Slide #8 of Spanos lecture in our seminar Phil 6334.
[iv] So we can also put aside for the moment the issue of P-values not being conditional probabilities to begin with. We can also (I hope) distinguish another related issue, which requires a distinct post: using ratios of frequentist error probabilities, e.g., type 1 errors and power, to form a kind of “likelihood ratio” in a screening computation.
References (minimalist) A number of additional links are given in comments to my previous post
Berger, J. O. and Sellke, T. (1987). “Testing a point null hypothesis: The irreconcilability of p values and evidence,” (with discussion).

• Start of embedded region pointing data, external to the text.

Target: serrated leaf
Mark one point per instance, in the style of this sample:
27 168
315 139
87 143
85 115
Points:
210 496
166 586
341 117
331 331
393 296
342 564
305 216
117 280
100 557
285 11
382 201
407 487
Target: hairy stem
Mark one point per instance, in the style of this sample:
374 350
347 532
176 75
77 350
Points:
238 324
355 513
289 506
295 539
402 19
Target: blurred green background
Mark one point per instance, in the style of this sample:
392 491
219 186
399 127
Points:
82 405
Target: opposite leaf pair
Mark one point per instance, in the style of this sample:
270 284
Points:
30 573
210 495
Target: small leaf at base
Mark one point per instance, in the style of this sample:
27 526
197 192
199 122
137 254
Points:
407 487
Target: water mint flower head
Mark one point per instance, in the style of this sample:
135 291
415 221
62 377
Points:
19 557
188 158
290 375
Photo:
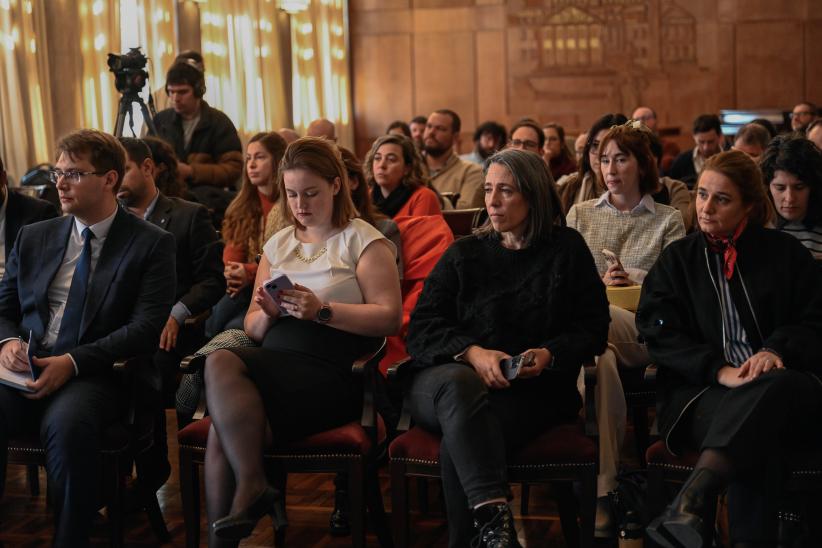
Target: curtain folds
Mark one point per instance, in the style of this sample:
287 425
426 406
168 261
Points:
320 73
244 74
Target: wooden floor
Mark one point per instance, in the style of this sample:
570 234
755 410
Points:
25 521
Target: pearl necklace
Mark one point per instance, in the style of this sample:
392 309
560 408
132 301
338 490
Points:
311 259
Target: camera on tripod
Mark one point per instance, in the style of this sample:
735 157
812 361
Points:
130 76
129 71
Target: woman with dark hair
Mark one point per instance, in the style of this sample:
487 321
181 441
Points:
792 169
522 284
732 317
251 218
166 176
298 382
626 221
398 127
394 173
585 185
556 152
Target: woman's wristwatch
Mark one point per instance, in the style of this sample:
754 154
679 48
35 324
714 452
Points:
324 314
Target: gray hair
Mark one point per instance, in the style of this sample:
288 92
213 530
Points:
533 179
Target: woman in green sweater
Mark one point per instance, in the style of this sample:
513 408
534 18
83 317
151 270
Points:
626 221
522 284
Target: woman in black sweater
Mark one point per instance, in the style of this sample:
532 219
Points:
732 316
524 283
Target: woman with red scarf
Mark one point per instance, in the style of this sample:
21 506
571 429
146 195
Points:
732 316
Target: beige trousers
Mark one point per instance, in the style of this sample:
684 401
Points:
623 351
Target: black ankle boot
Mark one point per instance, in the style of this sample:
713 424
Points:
689 520
494 525
339 524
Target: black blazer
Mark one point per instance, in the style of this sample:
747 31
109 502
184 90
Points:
129 297
200 279
776 288
22 210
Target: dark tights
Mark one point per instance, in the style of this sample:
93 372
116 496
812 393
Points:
234 472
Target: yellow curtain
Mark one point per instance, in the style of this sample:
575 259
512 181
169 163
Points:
320 70
244 75
99 33
26 129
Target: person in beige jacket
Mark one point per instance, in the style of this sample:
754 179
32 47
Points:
447 172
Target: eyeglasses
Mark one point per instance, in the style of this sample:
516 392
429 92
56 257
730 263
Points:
519 143
73 177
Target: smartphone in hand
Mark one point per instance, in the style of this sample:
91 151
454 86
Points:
274 286
510 366
611 258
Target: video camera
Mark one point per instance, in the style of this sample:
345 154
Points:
129 71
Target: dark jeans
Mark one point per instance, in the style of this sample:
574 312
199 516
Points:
755 424
71 423
479 428
228 313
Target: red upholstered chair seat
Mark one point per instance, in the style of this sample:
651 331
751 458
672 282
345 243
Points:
349 438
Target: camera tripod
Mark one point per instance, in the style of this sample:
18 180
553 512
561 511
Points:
127 101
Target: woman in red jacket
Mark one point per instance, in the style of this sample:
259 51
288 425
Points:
393 170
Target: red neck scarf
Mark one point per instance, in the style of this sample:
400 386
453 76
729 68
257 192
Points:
727 246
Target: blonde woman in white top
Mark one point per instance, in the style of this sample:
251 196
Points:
298 382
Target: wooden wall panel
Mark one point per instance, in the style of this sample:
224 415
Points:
382 83
571 61
765 75
445 75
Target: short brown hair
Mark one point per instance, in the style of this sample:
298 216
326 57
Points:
104 151
410 156
633 138
321 157
745 174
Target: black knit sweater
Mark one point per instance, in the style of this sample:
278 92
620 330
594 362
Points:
546 295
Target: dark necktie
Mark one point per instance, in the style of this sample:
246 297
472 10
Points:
67 337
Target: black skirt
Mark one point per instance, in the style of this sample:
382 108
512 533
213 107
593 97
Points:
303 373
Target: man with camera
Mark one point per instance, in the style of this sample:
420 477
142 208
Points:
205 140
88 288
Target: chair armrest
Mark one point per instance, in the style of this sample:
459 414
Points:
198 320
192 363
366 367
591 428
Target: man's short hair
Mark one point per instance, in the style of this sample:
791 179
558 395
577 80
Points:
531 123
136 149
456 123
753 135
181 73
707 122
104 151
495 129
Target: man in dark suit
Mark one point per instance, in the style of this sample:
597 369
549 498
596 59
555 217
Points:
200 281
16 211
92 287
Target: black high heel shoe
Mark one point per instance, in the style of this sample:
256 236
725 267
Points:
241 524
688 521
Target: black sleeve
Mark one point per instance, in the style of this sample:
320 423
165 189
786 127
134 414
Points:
799 342
665 321
206 262
585 333
434 334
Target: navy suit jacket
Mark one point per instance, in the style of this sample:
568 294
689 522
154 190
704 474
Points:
200 279
129 297
22 210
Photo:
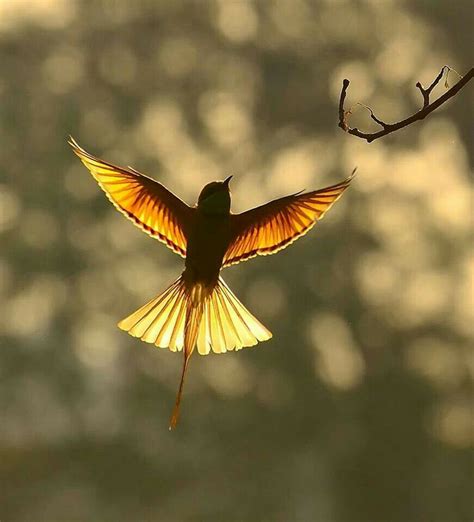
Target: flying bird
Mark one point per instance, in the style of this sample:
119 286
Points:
198 310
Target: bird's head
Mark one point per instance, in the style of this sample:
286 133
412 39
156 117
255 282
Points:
215 197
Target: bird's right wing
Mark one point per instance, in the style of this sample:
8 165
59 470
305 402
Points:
271 227
147 203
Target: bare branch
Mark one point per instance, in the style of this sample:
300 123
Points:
388 128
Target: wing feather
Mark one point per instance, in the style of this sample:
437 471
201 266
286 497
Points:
147 203
271 227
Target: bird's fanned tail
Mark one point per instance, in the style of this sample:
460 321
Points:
186 316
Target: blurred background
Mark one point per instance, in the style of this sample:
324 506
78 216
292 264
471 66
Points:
359 409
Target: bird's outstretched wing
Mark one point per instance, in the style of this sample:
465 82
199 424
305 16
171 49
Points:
267 229
147 203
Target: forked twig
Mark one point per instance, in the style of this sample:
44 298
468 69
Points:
388 128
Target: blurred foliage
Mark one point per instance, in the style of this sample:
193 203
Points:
359 408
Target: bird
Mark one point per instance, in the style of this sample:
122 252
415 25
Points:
198 310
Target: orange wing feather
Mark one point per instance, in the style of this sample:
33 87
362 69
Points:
271 227
147 203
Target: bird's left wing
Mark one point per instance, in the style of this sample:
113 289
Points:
267 229
147 203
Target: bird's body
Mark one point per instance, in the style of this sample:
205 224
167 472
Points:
207 244
198 310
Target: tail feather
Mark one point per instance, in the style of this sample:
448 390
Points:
183 317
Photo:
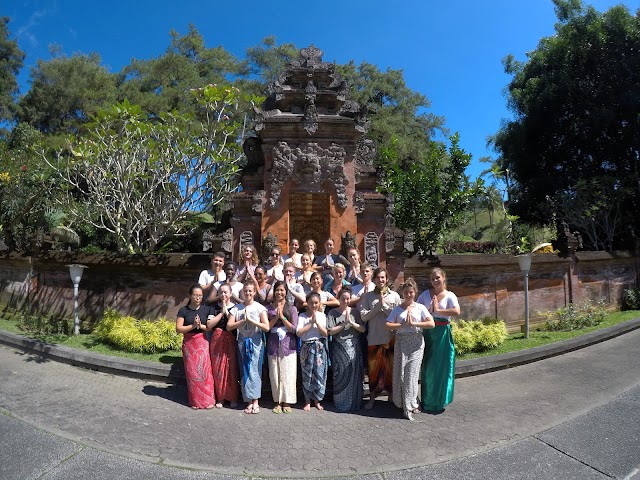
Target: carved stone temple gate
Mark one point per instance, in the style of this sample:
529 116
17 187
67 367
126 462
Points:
310 170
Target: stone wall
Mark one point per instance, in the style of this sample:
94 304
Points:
150 286
493 285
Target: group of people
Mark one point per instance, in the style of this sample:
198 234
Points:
320 314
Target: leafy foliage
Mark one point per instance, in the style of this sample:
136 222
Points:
573 317
25 189
572 148
139 179
140 336
65 92
478 336
11 61
431 193
469 247
45 325
631 299
162 84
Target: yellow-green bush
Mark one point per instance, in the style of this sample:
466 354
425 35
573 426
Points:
476 336
134 335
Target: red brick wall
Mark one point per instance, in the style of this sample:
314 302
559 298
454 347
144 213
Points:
150 286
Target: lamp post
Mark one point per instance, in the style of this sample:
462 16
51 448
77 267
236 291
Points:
75 271
524 261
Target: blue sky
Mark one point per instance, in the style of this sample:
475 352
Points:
449 50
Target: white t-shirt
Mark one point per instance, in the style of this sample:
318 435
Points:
296 287
236 288
275 272
313 333
358 290
208 276
419 313
449 301
253 311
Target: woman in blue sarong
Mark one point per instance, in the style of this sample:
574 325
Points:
312 331
439 361
250 319
345 327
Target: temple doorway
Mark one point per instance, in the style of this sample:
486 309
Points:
309 215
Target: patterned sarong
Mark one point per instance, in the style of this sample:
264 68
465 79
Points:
197 368
251 356
224 364
313 365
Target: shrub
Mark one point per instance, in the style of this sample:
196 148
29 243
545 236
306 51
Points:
469 247
631 299
134 335
574 317
478 336
45 325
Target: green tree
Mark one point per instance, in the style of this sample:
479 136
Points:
575 103
430 196
25 189
141 179
65 92
11 60
163 84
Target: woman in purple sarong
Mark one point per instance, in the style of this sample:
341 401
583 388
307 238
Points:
192 322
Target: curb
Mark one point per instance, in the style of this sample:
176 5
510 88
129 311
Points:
175 373
477 366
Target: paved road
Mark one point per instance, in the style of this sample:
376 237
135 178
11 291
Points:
571 416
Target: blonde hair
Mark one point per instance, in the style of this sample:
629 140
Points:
409 283
339 266
255 260
442 273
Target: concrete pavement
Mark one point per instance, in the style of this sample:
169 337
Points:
569 416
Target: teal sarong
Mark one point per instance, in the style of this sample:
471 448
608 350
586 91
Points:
438 367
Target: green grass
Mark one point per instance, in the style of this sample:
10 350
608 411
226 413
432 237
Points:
514 342
8 323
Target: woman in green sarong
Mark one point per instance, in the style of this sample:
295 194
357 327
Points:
439 361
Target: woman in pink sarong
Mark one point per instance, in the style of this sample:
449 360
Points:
223 349
191 322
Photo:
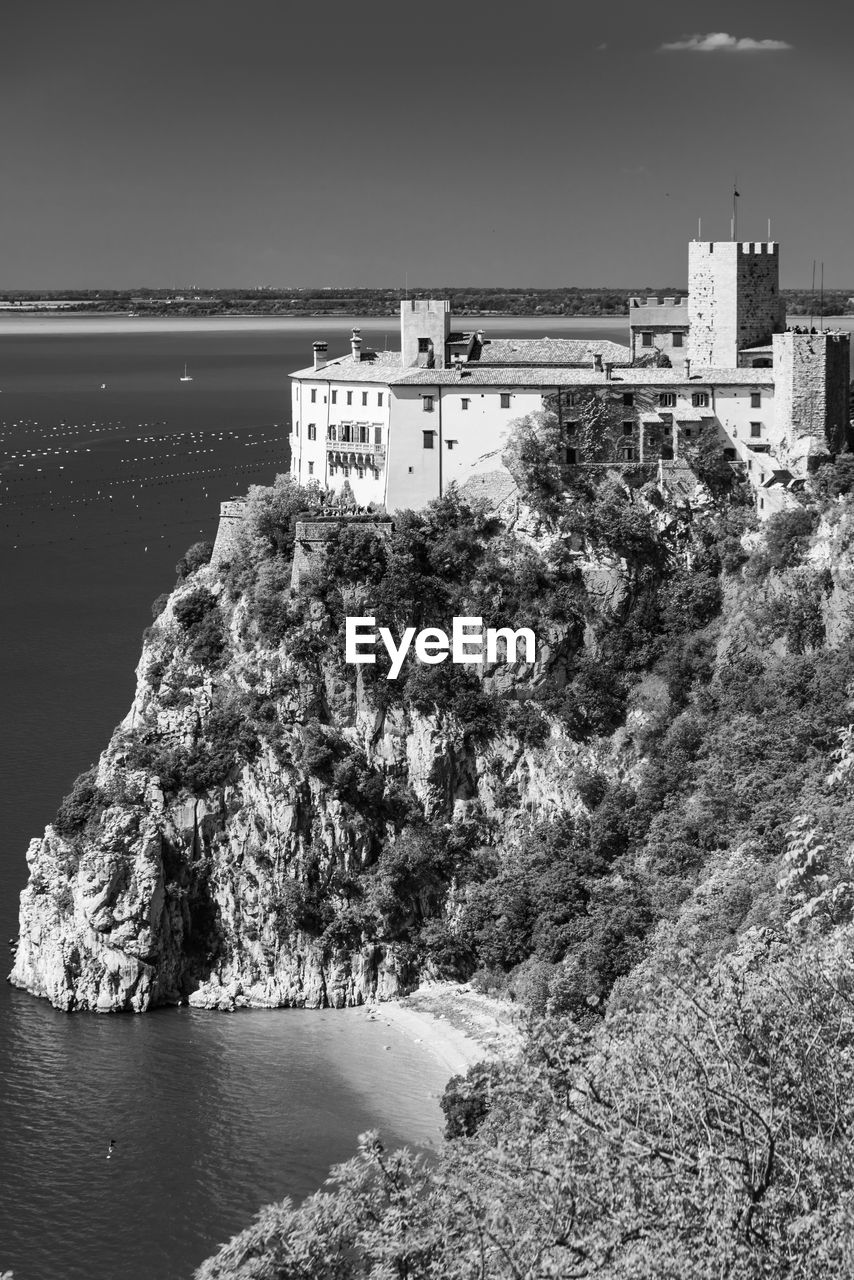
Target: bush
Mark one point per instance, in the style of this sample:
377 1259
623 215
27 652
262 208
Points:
193 558
788 535
81 807
466 1101
159 604
200 617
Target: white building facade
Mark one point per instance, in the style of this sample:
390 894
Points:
400 426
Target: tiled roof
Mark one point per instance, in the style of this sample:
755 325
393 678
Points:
551 351
557 376
387 370
345 369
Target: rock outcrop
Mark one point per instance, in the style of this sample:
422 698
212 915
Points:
218 895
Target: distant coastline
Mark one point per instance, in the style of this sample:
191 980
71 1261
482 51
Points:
16 323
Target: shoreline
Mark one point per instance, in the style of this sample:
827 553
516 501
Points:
455 1024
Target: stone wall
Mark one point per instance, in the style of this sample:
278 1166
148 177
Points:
812 389
311 535
231 516
733 301
424 318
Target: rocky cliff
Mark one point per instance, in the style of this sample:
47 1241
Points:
274 826
218 846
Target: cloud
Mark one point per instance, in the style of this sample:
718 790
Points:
720 42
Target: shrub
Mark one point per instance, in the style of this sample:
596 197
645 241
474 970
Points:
200 617
786 535
465 1101
159 604
81 807
193 558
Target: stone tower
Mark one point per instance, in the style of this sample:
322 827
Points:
733 300
425 327
811 396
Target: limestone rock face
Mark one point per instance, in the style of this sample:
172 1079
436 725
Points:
220 894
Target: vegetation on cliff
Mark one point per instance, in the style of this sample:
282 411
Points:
642 837
679 929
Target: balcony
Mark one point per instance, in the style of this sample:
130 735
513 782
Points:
347 447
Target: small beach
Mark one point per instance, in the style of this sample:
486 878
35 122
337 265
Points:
455 1024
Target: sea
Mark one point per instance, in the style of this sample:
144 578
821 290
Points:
110 466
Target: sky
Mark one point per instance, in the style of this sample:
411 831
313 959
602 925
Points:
548 142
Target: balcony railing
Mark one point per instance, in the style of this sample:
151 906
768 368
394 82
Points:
375 451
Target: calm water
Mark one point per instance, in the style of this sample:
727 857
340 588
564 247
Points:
101 490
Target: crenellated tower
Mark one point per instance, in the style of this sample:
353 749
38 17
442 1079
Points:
733 300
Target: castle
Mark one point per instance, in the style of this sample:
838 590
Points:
400 426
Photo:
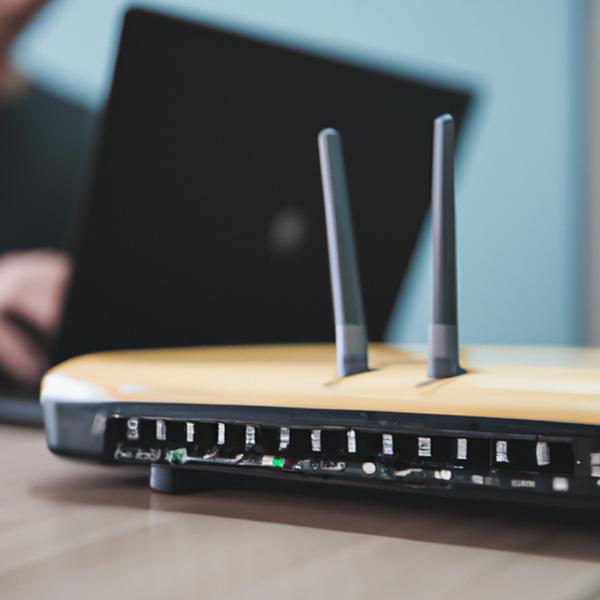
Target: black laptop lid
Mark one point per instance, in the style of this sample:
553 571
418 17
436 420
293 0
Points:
205 223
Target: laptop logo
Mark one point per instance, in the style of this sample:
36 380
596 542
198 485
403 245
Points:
288 232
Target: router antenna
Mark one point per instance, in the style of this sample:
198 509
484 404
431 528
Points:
350 328
443 330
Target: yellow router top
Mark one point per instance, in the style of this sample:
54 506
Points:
502 423
304 377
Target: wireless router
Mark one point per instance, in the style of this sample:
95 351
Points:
389 420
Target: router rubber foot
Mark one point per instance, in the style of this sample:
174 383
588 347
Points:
171 480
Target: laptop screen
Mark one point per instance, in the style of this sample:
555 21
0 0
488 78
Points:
205 221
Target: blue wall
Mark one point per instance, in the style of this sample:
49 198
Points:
520 192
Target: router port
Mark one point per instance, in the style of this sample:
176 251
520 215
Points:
368 445
205 436
334 443
515 455
471 453
300 444
562 460
267 440
441 450
234 440
406 448
176 432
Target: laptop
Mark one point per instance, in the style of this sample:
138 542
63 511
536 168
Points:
204 220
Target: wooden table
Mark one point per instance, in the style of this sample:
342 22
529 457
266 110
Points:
73 530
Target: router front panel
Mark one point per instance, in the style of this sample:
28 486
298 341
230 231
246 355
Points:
333 430
453 456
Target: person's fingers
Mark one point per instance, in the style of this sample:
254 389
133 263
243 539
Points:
20 357
32 286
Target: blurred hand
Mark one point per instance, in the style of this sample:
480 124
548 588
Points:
32 286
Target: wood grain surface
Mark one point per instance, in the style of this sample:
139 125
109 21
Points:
73 530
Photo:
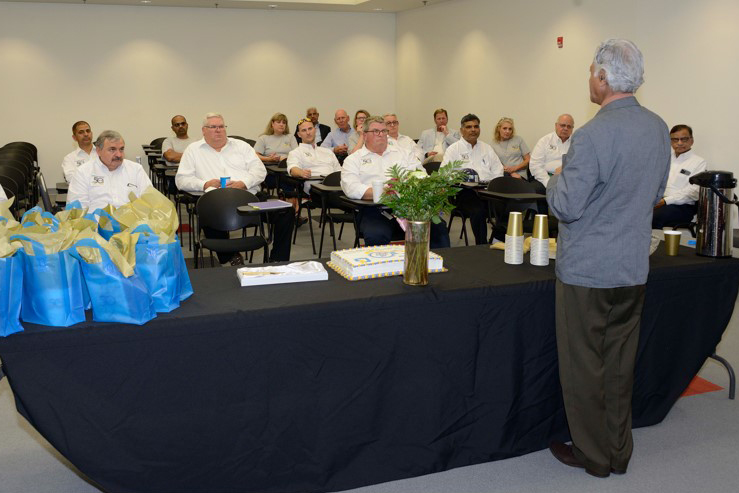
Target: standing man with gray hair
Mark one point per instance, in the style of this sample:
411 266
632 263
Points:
107 178
603 195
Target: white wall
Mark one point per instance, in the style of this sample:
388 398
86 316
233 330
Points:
132 68
497 58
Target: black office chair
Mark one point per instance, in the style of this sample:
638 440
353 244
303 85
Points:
499 209
334 211
44 194
217 210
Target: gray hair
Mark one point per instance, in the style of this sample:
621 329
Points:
212 115
622 63
106 135
372 119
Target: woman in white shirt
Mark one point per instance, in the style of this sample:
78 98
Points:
510 148
275 143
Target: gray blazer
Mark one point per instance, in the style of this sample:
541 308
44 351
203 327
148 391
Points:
612 176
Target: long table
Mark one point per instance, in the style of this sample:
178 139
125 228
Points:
332 385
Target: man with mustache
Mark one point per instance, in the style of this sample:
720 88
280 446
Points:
108 178
82 134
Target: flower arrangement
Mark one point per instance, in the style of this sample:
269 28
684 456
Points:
418 196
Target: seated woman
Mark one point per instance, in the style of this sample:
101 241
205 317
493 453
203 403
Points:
275 143
510 148
356 140
273 146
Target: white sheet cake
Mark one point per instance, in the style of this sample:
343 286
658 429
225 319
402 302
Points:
379 261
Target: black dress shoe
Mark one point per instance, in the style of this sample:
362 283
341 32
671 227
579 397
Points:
563 453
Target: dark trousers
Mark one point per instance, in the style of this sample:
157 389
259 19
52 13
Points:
672 215
379 230
597 339
283 221
476 210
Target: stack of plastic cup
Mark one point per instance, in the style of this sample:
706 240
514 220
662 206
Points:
514 239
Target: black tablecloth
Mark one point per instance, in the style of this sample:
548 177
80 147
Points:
333 385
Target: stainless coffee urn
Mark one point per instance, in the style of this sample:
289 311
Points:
715 201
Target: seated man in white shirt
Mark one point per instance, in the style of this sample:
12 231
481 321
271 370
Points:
481 158
216 155
371 163
338 138
435 140
678 205
173 147
546 157
108 178
309 160
395 138
82 134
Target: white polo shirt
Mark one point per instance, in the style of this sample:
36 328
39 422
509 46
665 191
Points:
547 156
201 163
95 186
364 166
481 158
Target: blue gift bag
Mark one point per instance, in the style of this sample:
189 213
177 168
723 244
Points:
163 269
53 289
115 298
11 293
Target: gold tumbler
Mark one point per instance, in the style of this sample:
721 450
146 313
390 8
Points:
672 242
541 227
515 224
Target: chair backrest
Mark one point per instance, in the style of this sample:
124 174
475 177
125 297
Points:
333 179
43 192
217 209
157 143
26 146
9 185
509 184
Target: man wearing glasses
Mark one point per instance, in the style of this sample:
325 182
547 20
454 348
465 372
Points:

J. Amer. Statist. Assoc. 82: 112–139.
Casella G. and Berger, R.. (1987). “Reconciling Bayesian and Frequentist Evidence in the One-sided Testing Problem,” (with discussion). J. Amer. Statist. Assoc. 82 106–111, 123–139.
To respond to the last comment from the previous post, someone named vl claimed: “When most non-statisticians think about frequentist guarantees what they really care about is given a decision rule (for what to believe), how often is my decision correct, how often is it wrong?”
Perhaps this kind of “performance” goal is in sync with the way frequentist “decision rules” are often presented, unfortunately. I think that what most people care about, if they aren’t trying to frame their data problem in terms of some formal statistical technique, isn’t that at all. It’s more like, what have I learned from the data about the particular problem at hand? What would be warranted to infer, and what unwarranted?